Saat menambah kekuatan sihir mereka, pasti ada sedikit manfaat yang tertinggal. Sekalipun mereka tidak bisa melakukannya berkali-kali, beberapa kali saja sudah lebih dari cukup. Ini adalah Kakak Magang Senior Xu Wei! Di antara semua murid Sekte Gunung Timur, tidak ada seorang pun selain dia yang memiliki kemampuan seperti itu.
Bagaimana dengan Qin Yu?
Dia baru saja mengalami nasib sial dan masih berani membuat masalah dengan Kakak Magang Senior Xu Wei. Dia telah mendatangkan kehancuran bagi dirinya sendiri dan sekarang semua orang hanya bisa menyaksikan dia ambruk!
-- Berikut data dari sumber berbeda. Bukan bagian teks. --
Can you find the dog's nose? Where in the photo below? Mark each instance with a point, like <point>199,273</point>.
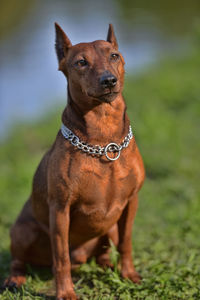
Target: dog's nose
<point>108,80</point>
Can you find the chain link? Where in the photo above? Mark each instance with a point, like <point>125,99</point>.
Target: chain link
<point>96,150</point>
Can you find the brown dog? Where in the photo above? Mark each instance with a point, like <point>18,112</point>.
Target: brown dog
<point>83,195</point>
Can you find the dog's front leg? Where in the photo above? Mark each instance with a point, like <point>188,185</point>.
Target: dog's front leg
<point>125,224</point>
<point>59,232</point>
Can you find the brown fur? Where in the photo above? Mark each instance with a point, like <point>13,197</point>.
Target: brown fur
<point>79,202</point>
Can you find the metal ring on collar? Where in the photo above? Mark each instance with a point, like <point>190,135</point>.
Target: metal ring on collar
<point>116,148</point>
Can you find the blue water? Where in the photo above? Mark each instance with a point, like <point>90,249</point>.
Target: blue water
<point>30,84</point>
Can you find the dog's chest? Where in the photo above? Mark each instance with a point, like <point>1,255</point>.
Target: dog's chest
<point>102,195</point>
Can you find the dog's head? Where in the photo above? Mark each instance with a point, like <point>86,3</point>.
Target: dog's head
<point>95,71</point>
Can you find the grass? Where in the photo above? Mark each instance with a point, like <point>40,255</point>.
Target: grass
<point>164,106</point>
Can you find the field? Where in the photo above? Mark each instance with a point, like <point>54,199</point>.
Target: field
<point>164,108</point>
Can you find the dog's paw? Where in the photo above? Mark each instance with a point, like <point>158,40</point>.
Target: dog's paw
<point>13,282</point>
<point>132,275</point>
<point>104,261</point>
<point>70,295</point>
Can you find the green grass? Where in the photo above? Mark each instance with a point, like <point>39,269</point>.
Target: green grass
<point>164,106</point>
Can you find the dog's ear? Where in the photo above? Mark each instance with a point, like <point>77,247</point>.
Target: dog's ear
<point>111,38</point>
<point>63,43</point>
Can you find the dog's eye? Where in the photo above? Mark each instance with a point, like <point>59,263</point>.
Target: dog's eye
<point>114,56</point>
<point>82,63</point>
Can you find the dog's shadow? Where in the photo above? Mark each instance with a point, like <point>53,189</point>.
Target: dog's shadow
<point>35,276</point>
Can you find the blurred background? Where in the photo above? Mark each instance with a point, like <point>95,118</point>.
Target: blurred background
<point>160,41</point>
<point>30,83</point>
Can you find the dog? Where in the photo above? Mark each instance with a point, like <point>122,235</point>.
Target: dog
<point>85,189</point>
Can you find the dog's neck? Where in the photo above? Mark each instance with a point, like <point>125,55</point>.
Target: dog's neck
<point>101,124</point>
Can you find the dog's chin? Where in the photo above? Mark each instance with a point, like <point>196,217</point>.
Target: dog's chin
<point>107,98</point>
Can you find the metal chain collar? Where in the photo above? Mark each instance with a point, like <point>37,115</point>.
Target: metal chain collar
<point>97,149</point>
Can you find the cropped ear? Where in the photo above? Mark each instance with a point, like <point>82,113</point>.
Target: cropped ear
<point>111,38</point>
<point>63,43</point>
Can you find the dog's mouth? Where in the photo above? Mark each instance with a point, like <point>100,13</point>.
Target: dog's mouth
<point>106,97</point>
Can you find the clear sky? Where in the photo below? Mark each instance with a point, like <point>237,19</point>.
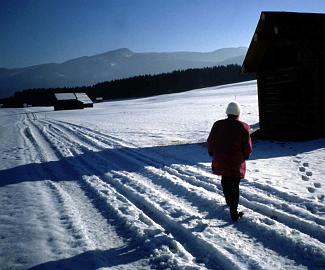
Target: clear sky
<point>42,31</point>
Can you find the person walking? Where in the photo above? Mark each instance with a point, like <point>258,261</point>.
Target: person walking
<point>230,145</point>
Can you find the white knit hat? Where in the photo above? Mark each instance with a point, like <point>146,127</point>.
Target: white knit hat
<point>233,108</point>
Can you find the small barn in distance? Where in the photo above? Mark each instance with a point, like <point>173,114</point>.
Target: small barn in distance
<point>71,101</point>
<point>287,52</point>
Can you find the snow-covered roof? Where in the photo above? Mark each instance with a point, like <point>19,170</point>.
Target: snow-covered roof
<point>64,96</point>
<point>82,97</point>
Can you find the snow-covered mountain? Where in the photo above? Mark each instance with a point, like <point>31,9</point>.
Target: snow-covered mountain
<point>128,185</point>
<point>117,64</point>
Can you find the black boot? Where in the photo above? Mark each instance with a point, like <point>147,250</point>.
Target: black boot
<point>235,215</point>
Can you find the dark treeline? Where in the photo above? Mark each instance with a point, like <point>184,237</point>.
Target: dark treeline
<point>139,86</point>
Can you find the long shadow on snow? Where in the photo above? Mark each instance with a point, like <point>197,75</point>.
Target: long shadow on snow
<point>95,259</point>
<point>135,159</point>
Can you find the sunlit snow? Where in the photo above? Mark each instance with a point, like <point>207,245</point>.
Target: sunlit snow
<point>127,185</point>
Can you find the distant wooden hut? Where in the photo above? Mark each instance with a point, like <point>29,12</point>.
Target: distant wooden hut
<point>287,52</point>
<point>84,99</point>
<point>71,101</point>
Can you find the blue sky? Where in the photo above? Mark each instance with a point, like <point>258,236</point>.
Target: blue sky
<point>42,31</point>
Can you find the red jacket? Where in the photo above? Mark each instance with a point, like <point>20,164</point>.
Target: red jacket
<point>230,145</point>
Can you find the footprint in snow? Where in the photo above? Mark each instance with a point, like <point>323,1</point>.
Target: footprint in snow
<point>321,198</point>
<point>311,189</point>
<point>317,185</point>
<point>305,178</point>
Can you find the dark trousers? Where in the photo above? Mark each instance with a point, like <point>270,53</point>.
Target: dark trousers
<point>230,186</point>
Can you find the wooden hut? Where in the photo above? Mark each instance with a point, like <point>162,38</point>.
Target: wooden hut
<point>66,101</point>
<point>287,52</point>
<point>84,99</point>
<point>71,101</point>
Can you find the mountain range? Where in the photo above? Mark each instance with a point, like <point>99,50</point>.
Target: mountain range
<point>117,64</point>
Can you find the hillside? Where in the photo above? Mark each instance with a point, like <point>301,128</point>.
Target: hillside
<point>112,65</point>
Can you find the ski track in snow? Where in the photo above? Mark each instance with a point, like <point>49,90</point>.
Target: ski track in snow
<point>185,204</point>
<point>100,187</point>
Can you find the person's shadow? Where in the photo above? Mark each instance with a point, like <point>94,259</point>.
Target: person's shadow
<point>95,259</point>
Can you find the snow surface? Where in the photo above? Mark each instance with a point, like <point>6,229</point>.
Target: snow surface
<point>127,185</point>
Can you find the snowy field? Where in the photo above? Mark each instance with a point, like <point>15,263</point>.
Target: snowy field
<point>127,185</point>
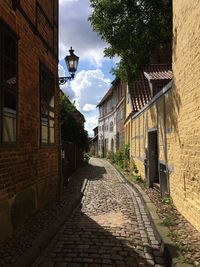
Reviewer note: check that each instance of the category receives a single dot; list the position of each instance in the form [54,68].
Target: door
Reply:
[152,154]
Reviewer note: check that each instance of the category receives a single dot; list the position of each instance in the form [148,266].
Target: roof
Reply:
[159,75]
[109,92]
[106,96]
[140,90]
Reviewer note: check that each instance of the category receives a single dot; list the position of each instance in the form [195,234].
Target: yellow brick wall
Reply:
[161,129]
[184,141]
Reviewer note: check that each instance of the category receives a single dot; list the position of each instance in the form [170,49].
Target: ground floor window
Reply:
[8,85]
[47,105]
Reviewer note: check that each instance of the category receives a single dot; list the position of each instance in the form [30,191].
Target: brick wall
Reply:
[27,165]
[185,140]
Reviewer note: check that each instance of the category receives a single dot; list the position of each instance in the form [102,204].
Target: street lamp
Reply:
[72,64]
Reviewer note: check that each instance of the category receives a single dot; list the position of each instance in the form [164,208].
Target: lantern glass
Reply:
[72,61]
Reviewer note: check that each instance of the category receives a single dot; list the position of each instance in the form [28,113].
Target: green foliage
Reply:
[168,220]
[134,29]
[134,174]
[71,129]
[121,157]
[167,200]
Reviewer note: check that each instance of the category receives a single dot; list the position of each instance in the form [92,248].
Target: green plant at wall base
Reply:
[167,200]
[86,158]
[168,220]
[120,157]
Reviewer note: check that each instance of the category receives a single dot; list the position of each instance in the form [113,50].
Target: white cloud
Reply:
[89,107]
[75,30]
[91,123]
[89,87]
[61,71]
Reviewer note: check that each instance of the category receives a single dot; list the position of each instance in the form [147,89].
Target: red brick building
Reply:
[29,106]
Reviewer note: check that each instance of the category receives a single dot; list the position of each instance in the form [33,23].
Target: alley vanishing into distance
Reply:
[109,228]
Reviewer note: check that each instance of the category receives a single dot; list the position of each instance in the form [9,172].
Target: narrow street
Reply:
[109,228]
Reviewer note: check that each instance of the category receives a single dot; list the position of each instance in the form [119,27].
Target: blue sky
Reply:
[93,77]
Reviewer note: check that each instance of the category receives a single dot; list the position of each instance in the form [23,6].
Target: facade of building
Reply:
[94,142]
[29,108]
[184,119]
[164,133]
[111,117]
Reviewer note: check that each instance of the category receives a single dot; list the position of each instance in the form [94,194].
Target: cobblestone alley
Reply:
[109,228]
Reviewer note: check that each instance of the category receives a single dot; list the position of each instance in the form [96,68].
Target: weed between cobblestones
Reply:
[187,244]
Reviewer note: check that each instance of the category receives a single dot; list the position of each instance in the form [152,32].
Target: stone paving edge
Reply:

Namun kenyataannya, jika menyangkut pil, apalagi Xu Wei, bahkan gurunya Huang Dangui mungkin tidak akan cukup kuat untuk menghadapi Qin Yu.
Ketika orang lain mengatakan bahwa kultivasi Pendirian Fondasinya diperoleh dari pil, itu benar-benar diperoleh dari pil!
Ning Ling melayang di langit seperti seorang dewa, memimpin kelompok itu di atas awan putihnya.
Xu Wei mengikuti dari dekat, matanya menunjukkan ketertarikan yang mendalam. Meskipun dia berbicara beberapa kali dan hanya mendapatkan anggukan atau gelengan kepala paling banyak, matanya tetap berbinar-binar penuh kegembiraan.
Lin Lin, Zhang Ze, Fang Ping, dan Lu Feng, semuanya berada cukup jauh di belakang. Mereka semua bermandikan keringat, menggunakan kekuatan sihir mereka tanpa ragu-ragu.
Beberapa saat yang lalu, si rubah kecil Lin Lin membuka mulutnya dan meminta Pil Penambah Energi kepada Xu Wei. Itu adalah Pil Penambah Energi yang lembut, harum, dan menyehatkan!
Zhang Ze, Fan Ping, dan Lu Feng semuanya memerah karena iri dan memacu diri mereka lebih cepat tanpa mempedulikan nyawa mereka.
Qin Yu berada di posisi terakhir.
Kultivasi pembentukan fondasinya didapatkan dari tumpukan pil, fondasinya tidak stabil, kekuatan sihirnya tidak murni, dan dia adalah orang terakhir yang berlatih ilmu sihir. Sudah pasti dia akan berada di urutan terakhir.
Tentu saja, dia juga terengah-engah dan berkeringat deras. Melakukan sandiwara semacam ini sama sekali tidak sulit; kesulitannya terletak pada menjaga gerakan dan sikapnya tetap konsisten dengan hal-hal lain, sehingga orang lain tidak dapat melihat sesuatu yang aneh padanya.
Ia mengangkat tangannya dan menyeka keringat di dahinya. Ia mengeluarkan kantung airnya untuk minum, dan dengan gerakan jari yang santai, sebuah Pil Penambah Esensi jatuh ke dalam kantung dan segera mulai meluap dengan kekuatan sihir yang bergelombang. Ia terbatuk dengan nyaman. Tak peduli berapa banyak pil yang ia murnikan, kenyamanan yang diberikan oleh pil kelas atas tetap membuatnya terpesona.
Xu Wei berbalik dan kebetulan melihat penampilan Qin Yu yang tampak lesu. Senyum puas muncul di wajahnya dan hatinya merasa jauh lebih baik. Sekalipun dia tidak bisa menggunakan cara-cara jahat untuk menyingkirkannya, dia masih punya cara untuk menghadapinya!
Qin Yu bergegas, wajahnya pucat dan napasnya terengah-engah seperti alat peniup api di bengkel tempa, bahkan sambil diam-diam mencibir dalam hatinya. Tiba-tiba matanya membelalak dan dia perlahan mendongak. Entah kapan, Ning Ling yang tadinya berada di depan kelompok itu tiba-tiba muncul di hadapannya.